Lawyers’ habits prohibit efficiency

By Lara Bullock|02 March 2016
Cholena Orr

Lawyers need to review their personal habits to maximise their efficiency, according to a workplace productivity expert.

Speaking with Lawyers Weekly ahead of her webinar series with CPD For Me, Cholena Orr (pictured), director of pac executive Human Capital, said that lawyers need to hone in on their bad habits to improve their productivity.

“Research tells us that around 40 to 45 per cent of the choices we make each day are due to habit,” Ms Orr said.

“Unfortunately, most of us have never been taught how to work and this means that over time many lawyers have developed inefficient habits.”


According to Ms Orr, inefficient habits include checking email too often, over complicating filing systems, not applying discipline to meetings, allowing ourselves to get interrupted and lack of planning.

Ms Orr said that according to research, people are interrupted by incoming email at least once every thirteen minutes, but it takes between one and 24 minutes to refocus on a task after checking your email.

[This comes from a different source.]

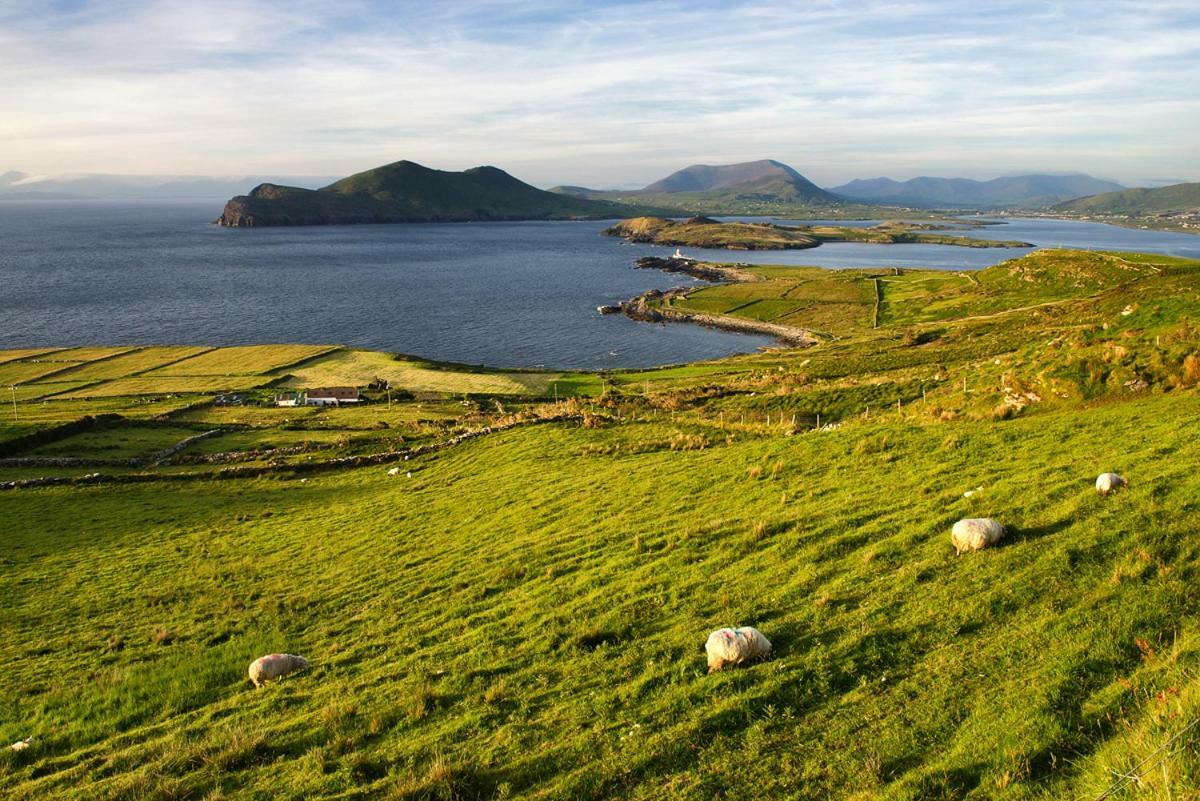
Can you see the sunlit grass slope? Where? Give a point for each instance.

“The maths just doesn’t work,” she said.

“Determine how long a client can wait for a response from you if they email you, and then put appointments in your diary to check your email at those times and only those times.”

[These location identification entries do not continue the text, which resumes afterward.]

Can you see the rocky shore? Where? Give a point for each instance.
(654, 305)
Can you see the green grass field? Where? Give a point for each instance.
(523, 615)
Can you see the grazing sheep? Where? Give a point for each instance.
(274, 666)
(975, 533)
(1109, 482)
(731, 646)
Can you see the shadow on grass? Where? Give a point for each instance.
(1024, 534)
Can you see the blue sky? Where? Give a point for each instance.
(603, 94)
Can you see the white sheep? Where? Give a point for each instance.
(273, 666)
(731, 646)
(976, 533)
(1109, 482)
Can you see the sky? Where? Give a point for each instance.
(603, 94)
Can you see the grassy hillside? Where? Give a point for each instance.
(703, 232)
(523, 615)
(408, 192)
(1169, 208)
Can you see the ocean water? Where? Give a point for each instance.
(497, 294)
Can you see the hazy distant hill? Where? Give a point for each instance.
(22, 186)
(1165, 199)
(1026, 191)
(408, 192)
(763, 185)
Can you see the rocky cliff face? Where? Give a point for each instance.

Beyond the distraction of frequent email checking, Mr Orr said many lawyers need to assess their use of technology in general.

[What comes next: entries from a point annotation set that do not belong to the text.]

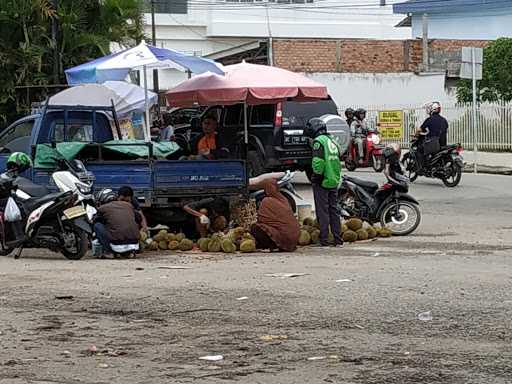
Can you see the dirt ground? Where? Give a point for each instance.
(352, 318)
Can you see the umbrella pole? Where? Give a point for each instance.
(246, 141)
(147, 131)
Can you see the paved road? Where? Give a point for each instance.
(478, 211)
(353, 318)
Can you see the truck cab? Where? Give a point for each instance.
(162, 183)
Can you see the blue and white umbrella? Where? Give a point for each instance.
(117, 65)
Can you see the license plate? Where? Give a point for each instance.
(74, 212)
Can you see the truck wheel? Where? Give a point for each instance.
(75, 243)
(291, 201)
(255, 161)
(309, 173)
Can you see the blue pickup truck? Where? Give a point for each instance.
(161, 182)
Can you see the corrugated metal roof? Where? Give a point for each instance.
(417, 6)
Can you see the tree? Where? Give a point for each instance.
(86, 29)
(496, 83)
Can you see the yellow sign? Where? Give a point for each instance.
(391, 124)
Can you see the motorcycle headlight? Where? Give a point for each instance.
(83, 188)
(375, 139)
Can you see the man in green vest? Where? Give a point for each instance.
(326, 177)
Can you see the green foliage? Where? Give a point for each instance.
(496, 83)
(85, 30)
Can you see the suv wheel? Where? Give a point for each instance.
(255, 163)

“Technology should be an enabler. If it’s not, then the ‘tail is wagging the dog’,” Mr Orr said.

“By learning how to use our technology, we can improve our efficiency and effectiveness.”

A third bad habit many lawyers have is giving up personal time to cope with increasing workloads.

“Every hour you work over 50 hours per week has been proven to both decrease your personal efficiency, and increase your personal misery,” she said.

“The impact is that lawyers are amongst the least happy professionals in Australia. Apart from the impact on mental health, there is a huge impact upon productivity.”